Can I Upload or Not?
The ruling of the Court of Milan, whose motivations have recently become known, which found three Google managers guilty of six months of imprisonment for the unlawful handling of private data, has been hotly debated. The facts are known: an autistic child is verbally and physically abused by some schoolmates who film the whole thing with a cell phone and then upload it on Google Video. The video stays online for two months and gets to the top ten of the most fun videos (sic), before being removed due to the intervention of the Italian Postal Police. But what are the implications of the Italian judicial decision? The first is possibly the least interesting. It just confirms in what kind of esteem the giant from Mountain View holds our institutions. The comment by CEO Eric Schmidt on the Financial Times speaks for itself: ""The judge was flat wrong. So let's pick at random three people and shoot them. It's bullshit. It offends me and it offends the company." He didn't take it well, did he?

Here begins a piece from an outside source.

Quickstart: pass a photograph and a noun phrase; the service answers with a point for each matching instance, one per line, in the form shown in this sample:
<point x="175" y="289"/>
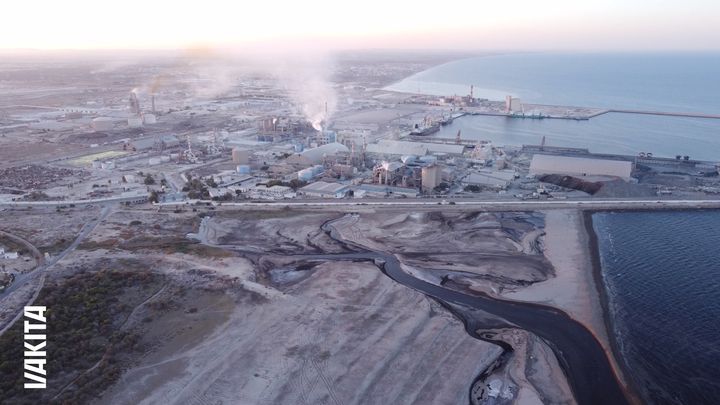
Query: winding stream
<point x="579" y="353"/>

But Schmidt and others are in error when they dismiss the whole thing as a blunder made by Mr Magi, the Milanese judge. In fact, an important effect of the decision is that from now on it will be much harder for Google to elude the obligations imposed by Italian and EU regulations by claiming the principle of "no server, no law". According to this principle, the fact the Google's servers are located in Silicon Valley shelters them from Italian laws for the protection of privacy. The judge found that the laws are applicable and that the Italian judge is competent whenever the handling of personal data takes place in Italy, such as with the diffusion of videos on Google Italy. But if Italian and European norms are applicable, then providers from now own will have to take their obligations seriously when it comes to dealing with sensitive date. But the judge did not list among these obligations the preventive control of all the uploaded materials, contraary to what some have claimed. Not only because this is technically impossible, but because it would go against Italian and EU law which exempts Internet providers from the duty of surveillance on user activity. What Google should have done and should do is to make clear to users who want to upload videos where third persons are featured, that they must first obtain their written authorization before doing so.
In spite of the rhetorical tones which have portrayed the decision of the Court of Milan as an attack on the freedom of expression, at the root of the case there is the problem of rebalancing a whole business model. In other words, how approriate and cost-effective is it for Google to spend more to respect Italian and EU law on the protection of personal data?
Two considerations now, one legal, the other economic - knowing full well I'm swimming against the tide. First, I don't think the exemption of responsibility of ISPs extends to all Google services. How can you say that Google video (and now YouTube) with its sophisticated systems of indexing and filtering have no control on the data of the service provider? Second, it's likely that the e-commerce directive adopted in 2001 and which states the principle of the exemption of responsibility had in mind those ISPs which supplied a connection to the web in exchange for a fee, and not those, like Google, who make their money not from the connection service, which is free, but from the advertising hosted on the platform.